INTERPRETING BARKS
Noisy barks, Dr. Feddersen-Petersen explains, relate to "defensive and offensive threats, social insecurity, physical distress." Harmonic barks, however, are used as a signal for social play, in active and passive submission to another dog or person and when making social contact.
Dr. Feddersen-Petersen made recordings for her work while the dogs were engaged in normal behavior, so she was able over repeated sessions to observe how dogs were barking in specific situations. After a while, she says, she began to be able to tell what a dog was doing by its bark.

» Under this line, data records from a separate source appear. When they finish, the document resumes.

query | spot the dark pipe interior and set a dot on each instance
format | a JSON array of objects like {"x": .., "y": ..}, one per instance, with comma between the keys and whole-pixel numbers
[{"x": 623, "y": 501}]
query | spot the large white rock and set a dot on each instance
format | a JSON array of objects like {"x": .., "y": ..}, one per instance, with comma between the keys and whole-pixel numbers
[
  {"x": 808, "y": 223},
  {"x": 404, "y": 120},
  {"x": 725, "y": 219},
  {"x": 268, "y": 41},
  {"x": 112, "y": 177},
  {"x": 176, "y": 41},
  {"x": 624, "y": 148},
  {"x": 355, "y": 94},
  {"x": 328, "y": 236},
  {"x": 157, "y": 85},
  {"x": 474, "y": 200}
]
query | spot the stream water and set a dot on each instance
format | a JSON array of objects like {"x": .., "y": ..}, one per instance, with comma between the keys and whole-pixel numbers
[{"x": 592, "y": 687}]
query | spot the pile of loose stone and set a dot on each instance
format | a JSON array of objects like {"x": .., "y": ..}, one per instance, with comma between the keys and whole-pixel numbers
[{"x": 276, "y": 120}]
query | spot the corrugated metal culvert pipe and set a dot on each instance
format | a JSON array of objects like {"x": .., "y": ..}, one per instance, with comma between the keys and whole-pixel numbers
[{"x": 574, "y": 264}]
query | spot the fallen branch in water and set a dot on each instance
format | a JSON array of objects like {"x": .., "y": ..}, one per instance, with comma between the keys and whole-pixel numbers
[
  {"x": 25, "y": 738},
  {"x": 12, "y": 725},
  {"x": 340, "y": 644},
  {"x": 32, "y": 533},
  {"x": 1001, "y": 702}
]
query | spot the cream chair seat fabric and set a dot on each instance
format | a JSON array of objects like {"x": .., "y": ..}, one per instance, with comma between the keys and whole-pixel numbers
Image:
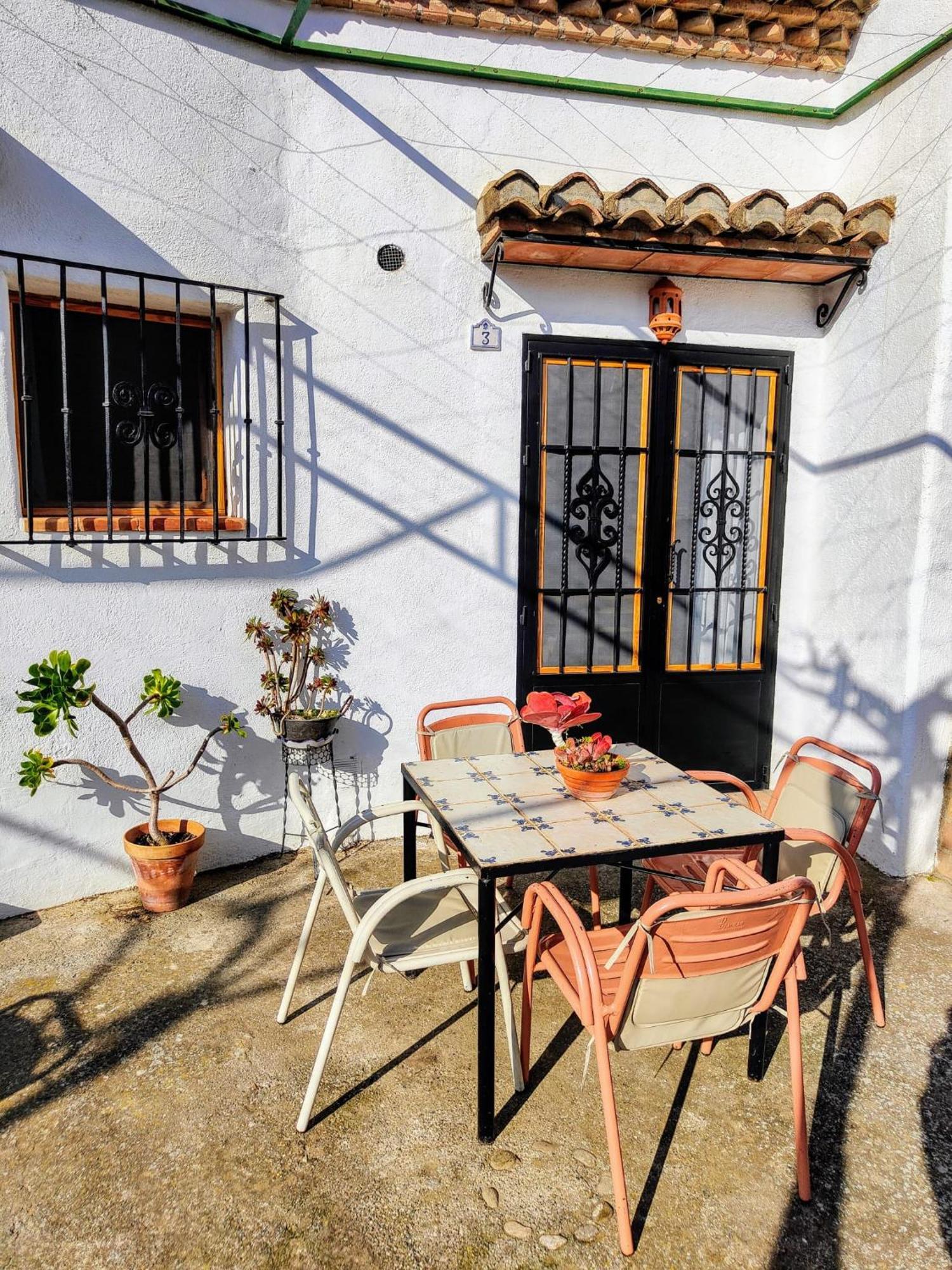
[
  {"x": 431, "y": 924},
  {"x": 814, "y": 799},
  {"x": 472, "y": 740}
]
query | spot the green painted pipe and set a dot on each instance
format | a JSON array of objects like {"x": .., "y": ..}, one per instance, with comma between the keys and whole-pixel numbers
[{"x": 289, "y": 43}]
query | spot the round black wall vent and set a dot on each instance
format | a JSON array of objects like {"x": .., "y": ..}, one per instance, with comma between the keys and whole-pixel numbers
[{"x": 390, "y": 257}]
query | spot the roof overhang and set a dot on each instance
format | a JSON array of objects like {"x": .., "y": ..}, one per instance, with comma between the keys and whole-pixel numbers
[{"x": 700, "y": 234}]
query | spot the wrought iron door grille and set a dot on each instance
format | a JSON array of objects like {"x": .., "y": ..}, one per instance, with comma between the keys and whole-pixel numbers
[
  {"x": 723, "y": 476},
  {"x": 592, "y": 505},
  {"x": 149, "y": 407}
]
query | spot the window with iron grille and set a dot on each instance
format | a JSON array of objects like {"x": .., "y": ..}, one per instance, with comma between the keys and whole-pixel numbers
[{"x": 148, "y": 407}]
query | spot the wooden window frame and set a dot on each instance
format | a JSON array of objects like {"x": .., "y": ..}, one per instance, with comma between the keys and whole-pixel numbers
[{"x": 128, "y": 518}]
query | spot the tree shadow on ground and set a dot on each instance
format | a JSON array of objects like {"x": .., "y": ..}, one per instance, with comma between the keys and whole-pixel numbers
[
  {"x": 809, "y": 1234},
  {"x": 936, "y": 1113}
]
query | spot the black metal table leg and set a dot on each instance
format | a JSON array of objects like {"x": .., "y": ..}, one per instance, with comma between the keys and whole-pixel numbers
[
  {"x": 486, "y": 1014},
  {"x": 625, "y": 881},
  {"x": 757, "y": 1051},
  {"x": 409, "y": 836}
]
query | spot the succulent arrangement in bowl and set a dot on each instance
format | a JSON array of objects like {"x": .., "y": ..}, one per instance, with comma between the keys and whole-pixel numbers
[
  {"x": 588, "y": 766},
  {"x": 296, "y": 684}
]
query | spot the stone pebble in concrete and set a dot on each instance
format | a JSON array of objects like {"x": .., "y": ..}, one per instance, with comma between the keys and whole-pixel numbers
[
  {"x": 517, "y": 1230},
  {"x": 553, "y": 1243},
  {"x": 491, "y": 1197}
]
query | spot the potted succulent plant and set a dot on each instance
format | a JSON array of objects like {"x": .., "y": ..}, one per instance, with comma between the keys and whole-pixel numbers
[
  {"x": 295, "y": 646},
  {"x": 164, "y": 853},
  {"x": 588, "y": 768}
]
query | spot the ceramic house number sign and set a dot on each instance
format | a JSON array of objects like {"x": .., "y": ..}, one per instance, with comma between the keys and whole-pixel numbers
[{"x": 486, "y": 337}]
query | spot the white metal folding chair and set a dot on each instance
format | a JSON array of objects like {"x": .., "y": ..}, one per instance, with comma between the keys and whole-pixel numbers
[{"x": 416, "y": 925}]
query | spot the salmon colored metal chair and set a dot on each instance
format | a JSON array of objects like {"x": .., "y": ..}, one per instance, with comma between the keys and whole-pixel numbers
[
  {"x": 466, "y": 736},
  {"x": 824, "y": 810},
  {"x": 695, "y": 966},
  {"x": 399, "y": 930}
]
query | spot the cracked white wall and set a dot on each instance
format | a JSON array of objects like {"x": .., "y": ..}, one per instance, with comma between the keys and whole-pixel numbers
[{"x": 134, "y": 140}]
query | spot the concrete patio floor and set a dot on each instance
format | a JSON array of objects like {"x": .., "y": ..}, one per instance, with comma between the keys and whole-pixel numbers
[{"x": 148, "y": 1103}]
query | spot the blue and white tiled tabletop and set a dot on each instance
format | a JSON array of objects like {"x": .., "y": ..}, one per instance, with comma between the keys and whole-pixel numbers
[{"x": 513, "y": 810}]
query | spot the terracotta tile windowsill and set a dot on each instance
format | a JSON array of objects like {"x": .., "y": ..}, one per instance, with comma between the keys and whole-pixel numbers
[{"x": 135, "y": 523}]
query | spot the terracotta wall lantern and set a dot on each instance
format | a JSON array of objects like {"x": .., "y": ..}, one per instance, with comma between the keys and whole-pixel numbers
[{"x": 664, "y": 311}]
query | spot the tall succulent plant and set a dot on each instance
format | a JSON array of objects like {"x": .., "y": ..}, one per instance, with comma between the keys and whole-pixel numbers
[{"x": 58, "y": 690}]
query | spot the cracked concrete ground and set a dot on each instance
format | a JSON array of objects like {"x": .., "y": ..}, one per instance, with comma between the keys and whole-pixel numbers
[{"x": 148, "y": 1103}]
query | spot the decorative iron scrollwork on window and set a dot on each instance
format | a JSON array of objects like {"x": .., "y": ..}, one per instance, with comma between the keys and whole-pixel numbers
[
  {"x": 720, "y": 540},
  {"x": 595, "y": 505},
  {"x": 154, "y": 417}
]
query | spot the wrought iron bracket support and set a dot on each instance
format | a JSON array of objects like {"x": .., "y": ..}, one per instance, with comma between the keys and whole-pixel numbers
[
  {"x": 489, "y": 288},
  {"x": 857, "y": 279}
]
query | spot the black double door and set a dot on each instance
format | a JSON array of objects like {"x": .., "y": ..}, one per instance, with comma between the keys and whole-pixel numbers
[{"x": 652, "y": 525}]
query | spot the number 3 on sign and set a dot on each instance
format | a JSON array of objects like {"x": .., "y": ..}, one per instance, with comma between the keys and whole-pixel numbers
[{"x": 486, "y": 337}]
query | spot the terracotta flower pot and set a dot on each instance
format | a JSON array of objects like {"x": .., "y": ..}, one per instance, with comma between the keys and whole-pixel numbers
[
  {"x": 592, "y": 787},
  {"x": 164, "y": 876}
]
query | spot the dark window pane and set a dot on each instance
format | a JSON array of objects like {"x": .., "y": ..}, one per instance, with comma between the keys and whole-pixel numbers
[{"x": 131, "y": 431}]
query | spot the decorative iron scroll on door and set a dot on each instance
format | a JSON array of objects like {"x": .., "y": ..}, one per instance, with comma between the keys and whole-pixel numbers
[
  {"x": 595, "y": 505},
  {"x": 155, "y": 417},
  {"x": 720, "y": 540}
]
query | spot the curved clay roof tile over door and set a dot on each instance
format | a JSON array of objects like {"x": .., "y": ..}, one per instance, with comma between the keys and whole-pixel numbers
[{"x": 808, "y": 35}]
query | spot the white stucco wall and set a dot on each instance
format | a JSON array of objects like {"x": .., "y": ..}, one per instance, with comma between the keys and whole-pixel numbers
[{"x": 135, "y": 140}]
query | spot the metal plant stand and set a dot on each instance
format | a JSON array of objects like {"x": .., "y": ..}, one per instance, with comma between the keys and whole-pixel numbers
[{"x": 309, "y": 754}]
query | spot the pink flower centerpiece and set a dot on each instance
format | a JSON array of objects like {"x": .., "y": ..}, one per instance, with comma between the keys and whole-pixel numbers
[
  {"x": 557, "y": 713},
  {"x": 590, "y": 769}
]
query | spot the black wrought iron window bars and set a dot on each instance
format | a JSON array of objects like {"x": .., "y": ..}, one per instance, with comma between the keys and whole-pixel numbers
[{"x": 176, "y": 426}]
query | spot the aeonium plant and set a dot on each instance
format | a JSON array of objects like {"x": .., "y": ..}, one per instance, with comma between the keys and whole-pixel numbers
[
  {"x": 591, "y": 755},
  {"x": 295, "y": 646},
  {"x": 58, "y": 690},
  {"x": 557, "y": 713}
]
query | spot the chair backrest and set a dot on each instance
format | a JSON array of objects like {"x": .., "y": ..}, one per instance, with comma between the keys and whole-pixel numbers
[
  {"x": 472, "y": 735},
  {"x": 324, "y": 857},
  {"x": 817, "y": 794},
  {"x": 704, "y": 965}
]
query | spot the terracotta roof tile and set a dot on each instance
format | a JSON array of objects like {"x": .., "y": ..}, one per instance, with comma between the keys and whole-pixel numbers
[
  {"x": 810, "y": 35},
  {"x": 705, "y": 213}
]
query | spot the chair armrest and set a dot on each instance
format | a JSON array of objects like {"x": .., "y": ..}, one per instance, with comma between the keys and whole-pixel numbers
[
  {"x": 739, "y": 872},
  {"x": 727, "y": 779}
]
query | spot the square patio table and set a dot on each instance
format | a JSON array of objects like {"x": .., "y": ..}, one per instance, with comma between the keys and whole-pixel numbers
[{"x": 512, "y": 815}]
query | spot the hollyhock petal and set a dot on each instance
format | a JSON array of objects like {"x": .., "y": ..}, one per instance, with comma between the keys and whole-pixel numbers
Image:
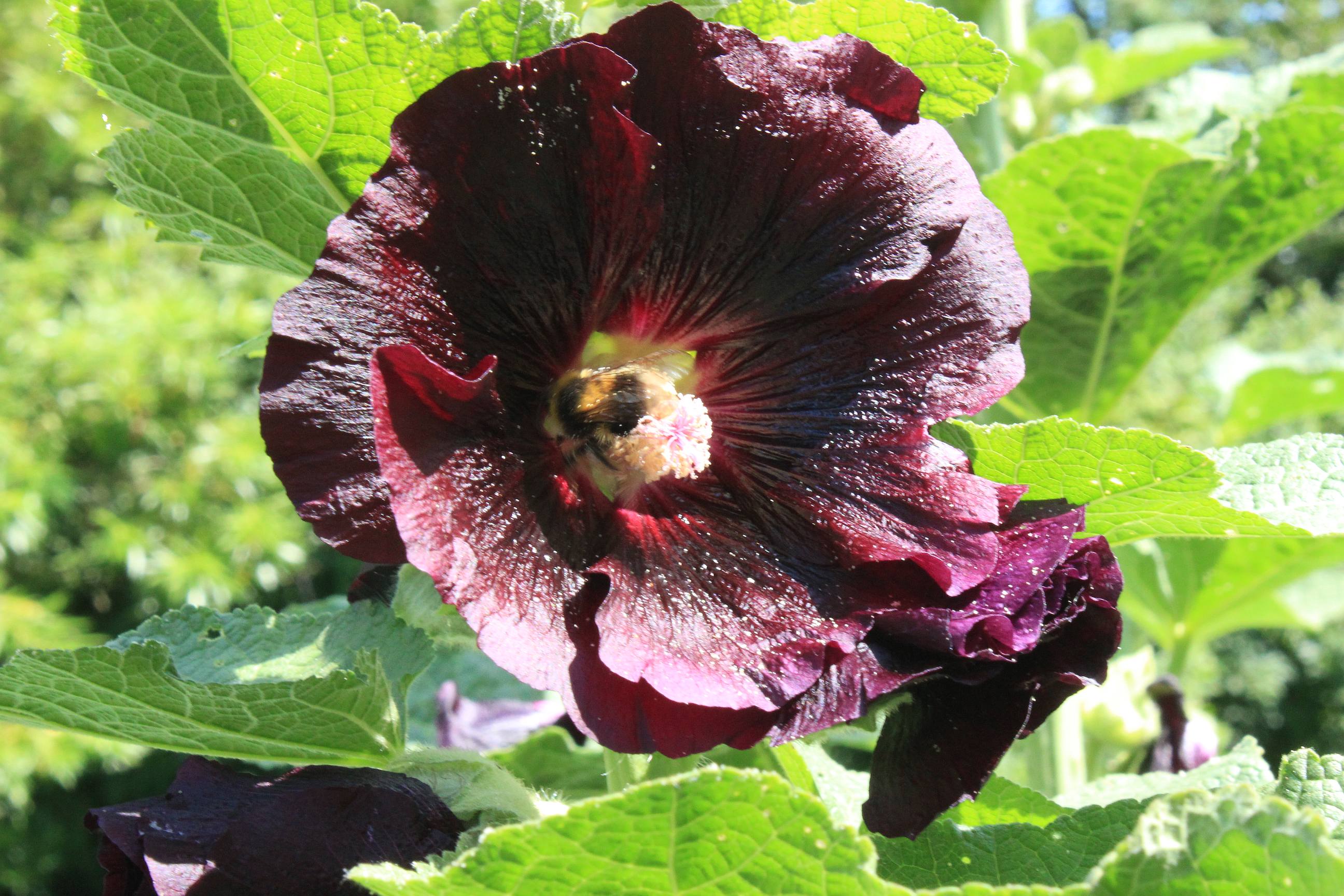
[
  {"x": 632, "y": 717},
  {"x": 499, "y": 535},
  {"x": 527, "y": 268},
  {"x": 705, "y": 612},
  {"x": 219, "y": 833},
  {"x": 1004, "y": 614},
  {"x": 944, "y": 745},
  {"x": 852, "y": 197},
  {"x": 847, "y": 688},
  {"x": 940, "y": 750}
]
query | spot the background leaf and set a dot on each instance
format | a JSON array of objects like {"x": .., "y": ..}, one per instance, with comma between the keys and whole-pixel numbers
[
  {"x": 1059, "y": 853},
  {"x": 960, "y": 67},
  {"x": 284, "y": 687},
  {"x": 1243, "y": 763},
  {"x": 1233, "y": 842},
  {"x": 1138, "y": 484},
  {"x": 1123, "y": 234},
  {"x": 711, "y": 832},
  {"x": 268, "y": 116},
  {"x": 1154, "y": 54}
]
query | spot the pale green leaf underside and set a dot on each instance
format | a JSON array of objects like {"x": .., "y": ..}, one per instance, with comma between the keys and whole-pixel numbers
[
  {"x": 711, "y": 833},
  {"x": 1202, "y": 589},
  {"x": 1233, "y": 842},
  {"x": 1138, "y": 484},
  {"x": 1242, "y": 765},
  {"x": 343, "y": 711},
  {"x": 1123, "y": 234},
  {"x": 1309, "y": 779},
  {"x": 1004, "y": 802},
  {"x": 960, "y": 67},
  {"x": 268, "y": 116}
]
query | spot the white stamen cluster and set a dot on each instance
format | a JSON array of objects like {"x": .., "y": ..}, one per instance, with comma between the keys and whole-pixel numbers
[{"x": 675, "y": 441}]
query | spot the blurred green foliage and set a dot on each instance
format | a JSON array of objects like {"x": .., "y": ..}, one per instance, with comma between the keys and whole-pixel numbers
[{"x": 132, "y": 474}]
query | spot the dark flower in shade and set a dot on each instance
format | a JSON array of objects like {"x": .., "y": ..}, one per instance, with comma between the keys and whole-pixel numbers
[
  {"x": 1184, "y": 743},
  {"x": 781, "y": 212},
  {"x": 221, "y": 833}
]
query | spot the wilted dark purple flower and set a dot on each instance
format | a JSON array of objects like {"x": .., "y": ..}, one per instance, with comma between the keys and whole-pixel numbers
[
  {"x": 219, "y": 833},
  {"x": 1184, "y": 743},
  {"x": 777, "y": 539},
  {"x": 489, "y": 724}
]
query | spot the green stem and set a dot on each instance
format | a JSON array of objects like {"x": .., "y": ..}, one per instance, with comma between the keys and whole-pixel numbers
[
  {"x": 624, "y": 769},
  {"x": 1069, "y": 747}
]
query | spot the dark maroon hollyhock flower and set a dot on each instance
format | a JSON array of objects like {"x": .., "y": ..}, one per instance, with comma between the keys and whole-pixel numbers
[
  {"x": 219, "y": 833},
  {"x": 1184, "y": 743},
  {"x": 776, "y": 539},
  {"x": 489, "y": 724}
]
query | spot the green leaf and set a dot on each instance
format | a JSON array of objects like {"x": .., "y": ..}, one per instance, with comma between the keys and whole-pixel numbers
[
  {"x": 1124, "y": 234},
  {"x": 1154, "y": 54},
  {"x": 1004, "y": 802},
  {"x": 1234, "y": 842},
  {"x": 1316, "y": 782},
  {"x": 961, "y": 69},
  {"x": 479, "y": 790},
  {"x": 252, "y": 684},
  {"x": 1296, "y": 481},
  {"x": 1199, "y": 590},
  {"x": 1138, "y": 484},
  {"x": 420, "y": 605},
  {"x": 550, "y": 762},
  {"x": 1061, "y": 853},
  {"x": 506, "y": 30},
  {"x": 268, "y": 116},
  {"x": 843, "y": 790},
  {"x": 1243, "y": 763},
  {"x": 1280, "y": 394},
  {"x": 711, "y": 833}
]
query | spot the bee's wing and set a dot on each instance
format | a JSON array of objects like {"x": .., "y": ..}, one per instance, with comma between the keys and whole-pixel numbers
[{"x": 673, "y": 363}]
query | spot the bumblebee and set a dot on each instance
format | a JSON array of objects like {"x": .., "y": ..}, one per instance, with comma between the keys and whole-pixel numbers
[{"x": 592, "y": 409}]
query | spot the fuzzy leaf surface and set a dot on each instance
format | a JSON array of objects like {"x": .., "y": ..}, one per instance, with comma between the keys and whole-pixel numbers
[
  {"x": 252, "y": 684},
  {"x": 711, "y": 833},
  {"x": 268, "y": 116},
  {"x": 1139, "y": 484},
  {"x": 1233, "y": 842},
  {"x": 961, "y": 69}
]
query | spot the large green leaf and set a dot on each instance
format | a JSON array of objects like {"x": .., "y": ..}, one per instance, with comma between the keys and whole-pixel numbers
[
  {"x": 710, "y": 833},
  {"x": 1242, "y": 765},
  {"x": 1198, "y": 590},
  {"x": 1233, "y": 842},
  {"x": 1154, "y": 54},
  {"x": 960, "y": 67},
  {"x": 1004, "y": 802},
  {"x": 1059, "y": 853},
  {"x": 1138, "y": 484},
  {"x": 1313, "y": 781},
  {"x": 268, "y": 116},
  {"x": 1124, "y": 234},
  {"x": 1283, "y": 393},
  {"x": 255, "y": 684}
]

Dr. Feddersen-Petersen also recorded mixed play barking among German shepherds, poodles and Weimaraners that had noisy and harmonic components, and a "noisy play bark" among American Staffordshire terriers and bull terriers that indicated a turn on the part of the dogs from play to more aggressive behavior.
Like many canid vocalizations, these barks are often associated with physical cues, like a wrinkling of the brow, staring, raised hackles, pinned-back ears, an upright or lowered tail and other submissive or threatening postures, Dr. Feddersen-Petersen says. But, she notes, in a wide range of breeds physical expression is limited because of the lack of a tail, floppy ears and other physical characteristics.
A few breeds, like the poodle and the American Staffordshire terrier, appear limited in their vocal repertory, she added, although none as severely as the barkless Basenji. In fact, Dr. Feddersen-Petersen recorded as many as a dozen variations of some types of barking among several of the breeds she tested, including the German shepherd and Alaskan Malamute. She says the often-subtle variations corresponded to "dialects" and were used by dogs in identical situations at different times, for reasons not yet clear.